For those readers living outside the United States, that's 138 degrees Fahrenheit (59 degrees centigrade). Or so we must suppose; with a Gehry building, you can never tell.

* * *

Meanwhile, Glenn Reynolds (a.k.a Instapundit) has some thoughts in The Wall Street Journal Online about the increasing demand to relieve Kofi Annan of the cares of high office and replace him with Vaclav Havel as Secretary General of the United Nations:

But however you assess Mr. Havel's chances of becoming secretary general, for Mr. Annan the comparison is devastating. Mr. Havel, after all, is a hero on behalf of freedom...Mr. Annan, by contrast, is a trimmer and temporizer who has stood up for tyrants far more than he has stood up to them.

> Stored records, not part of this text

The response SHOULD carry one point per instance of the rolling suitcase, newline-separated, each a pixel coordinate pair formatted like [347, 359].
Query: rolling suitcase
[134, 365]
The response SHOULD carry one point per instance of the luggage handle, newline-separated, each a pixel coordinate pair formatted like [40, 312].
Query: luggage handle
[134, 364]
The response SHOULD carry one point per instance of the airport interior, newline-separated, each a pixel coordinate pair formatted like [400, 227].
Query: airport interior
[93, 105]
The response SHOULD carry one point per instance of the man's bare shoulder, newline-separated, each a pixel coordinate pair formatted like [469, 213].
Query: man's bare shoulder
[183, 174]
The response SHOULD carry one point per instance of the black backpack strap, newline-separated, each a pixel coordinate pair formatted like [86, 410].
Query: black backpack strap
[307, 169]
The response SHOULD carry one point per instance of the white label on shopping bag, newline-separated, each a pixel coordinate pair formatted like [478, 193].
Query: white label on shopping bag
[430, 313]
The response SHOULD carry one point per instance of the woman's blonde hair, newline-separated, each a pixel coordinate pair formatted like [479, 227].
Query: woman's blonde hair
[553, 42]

As Reynolds remarks, Havel would be unlikely to take the job if it were offered to him. Be that as it may, it would be a mistake to appoint any statesman of the first order to the secretary generalship. The Secretary General is supposed to be more like a chief of staff than like a head of government. Half the job is pure bureaucratic management; the other half is facilitating discussions among the UN's members, especially those who are not publicly on speaking terms. This is a job for a good manager, not for a hero.

The Reynolds piece makes light of the United Nations as an institution, by the way. Many of the criticisms are merited, but some such entity has to exist.